Earlier this year, the AHA rated the DASH diet higher than the hugely popular Mediterranean diet for heart health, because, although similar, the Mediterranean diet does not address added salt and allows alcohol in moderation.
Insider spoke to Danielle Smith, a registered dietitian working with dietitian network Top Nutrition Coaching, about the biggest mistakes she sees people making when they start the DASH diet, and what to do instead.
Starting the diet without a plan
Going all in without a plan is the biggest mistake you can make when starting the DASH diet, Smith said. It’s best to gradually build to following the diet fully by incorporating some DASH diet recipes that sound appetizing into your weekly meals, rather than just throwing away all your high-sodium and processed foods with no plan.
It’s also important to be gracious with yourself when you slip up, which you will do because you’re human, she said.
You should “feel confident going in as opposed to shooting in the dark,” she said.
Believing the marketing on ‘heart healthy’ foods
Some products are marketed as “heart healthy” because they contain oats or are rich in whole grains, such as certain breakfast cereals or granola bars, Smith said. However, these products might not be very nutrient dense and can contain a lot of sugar.
She said: “don’t be lured in by what is marketed to you, because it’s not always healthy.”
Instead, be sure to check that the product actually contains things that are nutritionally helpful, like fiber or protein, using the information on food labels
A dietitian previously explained to Insider how to read nutrition labels.
Drinking too much coffee
Coffee contains antioxidants which are thought to be anti-inflammatory, but Smith said you shouldn’t rely on it for energy throughout the day, especially if you add lots of creamer and sugar to your coffee.
She also said that drinking too much coffee isn’t good if you’re following the diet because you already have hypertension. Insider previously reported on a study that found people with very high blood pressure who drank two or more cups of coffee a day were twice as likely to die from heart problems. However, research suggests people with normal blood pressure can safely drink up to five cups a day without harming their heart, or affecting their cholesterol levels or heart rhythm, according to the UK charity British Heart Foundation.
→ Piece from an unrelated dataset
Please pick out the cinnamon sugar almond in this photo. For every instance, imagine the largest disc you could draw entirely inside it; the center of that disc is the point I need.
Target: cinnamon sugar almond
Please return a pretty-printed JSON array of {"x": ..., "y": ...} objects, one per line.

Not making lifestyle changes alongside the diet
As well as changing your diet, Smith recommended finding ways to move your body throughout the day, because moving more is an easy way to lower blood pressure. This can be as simple as going for walks or standing for parts of the day if going to the gym feels daunting, she said.
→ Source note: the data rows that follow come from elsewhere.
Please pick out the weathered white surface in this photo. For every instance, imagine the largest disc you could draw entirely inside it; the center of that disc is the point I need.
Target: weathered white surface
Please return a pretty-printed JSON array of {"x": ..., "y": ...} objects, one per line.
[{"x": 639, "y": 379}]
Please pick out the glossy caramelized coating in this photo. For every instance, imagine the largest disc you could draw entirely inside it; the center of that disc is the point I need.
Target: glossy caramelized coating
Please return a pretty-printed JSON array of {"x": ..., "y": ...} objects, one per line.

She also said that “aiming for half your body weight in ounces of water a day is ideal” to stay hydrated.
Not listening to your body
If you don’t feel well after consuming a certain food, or you just don’t like something, don’t force yourself to eat it and focus on other nutrient dense foods instead, Smith said.
The diet is supposed to be maintainable long term, so it has to work for you and your body — “listen to your body and see how it responds,” she said.